O beco sem saída aparente em que se enfiou a astro-física é sobretudo o resultado de um posicionamento ideológico e militantemente ateísta dos físicos mais mediáticos e influentes. Se homens como Stephen Hawking, Degrasse Tyson e Lawrence Krauss se dedicassem mais à ciência e menos à política e à religião, talvez as coisas tivessem entretanto corrido melhor. Os dogmas nunca ajudam e há pouca gente mais dogmática do que os contemporâneos catedráticos da física cósmica.
Por outro lado, é evidente também que não se está a dar o devido valor às possibilidades da matemática. A história da ciência ensina-nos que o cálculo matemático precede a observação do fenómeno sobre o qual incide. Einstein acertou em muitos dos cálculos antes que os astrónomos percebessem que essas contas estavam certas. E a capacidade que a matemática tem para criar novas linguagens e novos utensílios de conhecimento; a manifesta aptidão que demonstra para transcender o âmbito daquilo que é conhecido e desbravar novos territórios sem necessitar de actos de fé, ou justificações filosóficas, deverá ser capitalizada.

Um bom exemplo dessa louvável iniciativa é o de Cohl Fuhrey, a professora de Cambridge que está a abrir novos caminhos através da exploração dos octoniões, números que expressam realidades de oito dimensões. Estes números têm propriedades distintas da álgebra convencional, e por isso permitem uma navegação diferente pelos mistérios do cosmos. O trabalho de Fuhrey pode contribuir decisivamente para o estabelecimento de elos de compatibilidade entre conceitos que até aqui têm permanecido incompatíveis ou incomensuráveis, aproximando as axiomas quânticos dos paradigmas newtonianos e estabelecendo vias verdes para uma teoria unificadora que seja simultaneamente sensata e demonstrável.
Por outro lado, parece que está a ser olvidado o facto de que os limites da observação da realidade natural podem ser – e são de facto – ultrapassados com frequência. No mapa “The Ends of Evidence” colocado em cima, afirma-se graficamente que nada pode ser observado antes da célebre imagem do Ruído Cósmico de Fundo. Porém, em 2018, um grupo de investigadores da Universidade de Cornell, liderado por Daniel An, publicou um paper que procura demonstrar a possibilidade de detecção de radiação cósmica provinda de realidades cronologicamente anteriores ao nosso universo.
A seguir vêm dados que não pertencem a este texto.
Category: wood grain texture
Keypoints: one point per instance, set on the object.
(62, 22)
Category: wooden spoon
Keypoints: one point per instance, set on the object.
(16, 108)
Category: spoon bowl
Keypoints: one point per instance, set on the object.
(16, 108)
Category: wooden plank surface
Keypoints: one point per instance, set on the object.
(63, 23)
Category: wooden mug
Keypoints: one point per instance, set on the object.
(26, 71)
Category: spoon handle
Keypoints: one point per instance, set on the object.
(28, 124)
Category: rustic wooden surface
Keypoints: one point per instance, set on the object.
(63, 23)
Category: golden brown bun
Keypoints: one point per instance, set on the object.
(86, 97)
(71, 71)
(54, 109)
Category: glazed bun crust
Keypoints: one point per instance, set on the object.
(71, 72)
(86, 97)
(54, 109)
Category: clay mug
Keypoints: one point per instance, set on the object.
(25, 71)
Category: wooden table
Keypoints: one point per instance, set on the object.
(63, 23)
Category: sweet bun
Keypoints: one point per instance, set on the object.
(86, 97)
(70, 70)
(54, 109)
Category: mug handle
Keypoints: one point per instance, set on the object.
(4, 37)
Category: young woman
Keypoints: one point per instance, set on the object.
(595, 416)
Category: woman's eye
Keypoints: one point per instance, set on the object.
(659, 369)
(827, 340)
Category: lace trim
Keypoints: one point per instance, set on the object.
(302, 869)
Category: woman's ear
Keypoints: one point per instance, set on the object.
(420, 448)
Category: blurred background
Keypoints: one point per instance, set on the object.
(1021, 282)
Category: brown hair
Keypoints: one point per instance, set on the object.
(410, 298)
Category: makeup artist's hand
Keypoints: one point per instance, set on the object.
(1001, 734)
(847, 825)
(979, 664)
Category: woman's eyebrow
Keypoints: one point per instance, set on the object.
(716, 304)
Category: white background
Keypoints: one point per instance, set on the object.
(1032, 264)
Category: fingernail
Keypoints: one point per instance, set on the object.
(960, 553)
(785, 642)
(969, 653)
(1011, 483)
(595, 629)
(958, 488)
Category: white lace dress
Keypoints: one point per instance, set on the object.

Certa ou errada, esta surpreendente conclusão conduz-nos bem para lá do campo de observação possível assinalado no mapa.
A história da ciência humana é uma longa rábula de erros e equívocos. De trabalhos forçados e esforçados. De pequenas e grandes misérias, de falhanços e de recuos. Mas é também um percurso glorioso no sentido do desconhecido que atribui uma certa nobreza, um certo encanto, ao animal Sapiens. Não podemos simplesmente desistir. Não podemos simplesmente substituir a física pela filosofia da física. Não podemos reduzir esta odisseia no sentido do absoluto a um caminho de cabras, marcado apenas por valores relativos.
A ciência humana é cúmplice, no Ocidente, do assassinato do Deus judaico-cristão em nome da “verdade dos factos”. Não pode agora abdicar, irresponsavelmente, dessa missão ao mesmo tempo sacrílega e sagrada. Até porque sem a ciência nada resta ao homem que foi condicionado a abandonar o seu aparelho metafísico. Será agora tarde demais para o aconselhar a ressuscitar Jeová.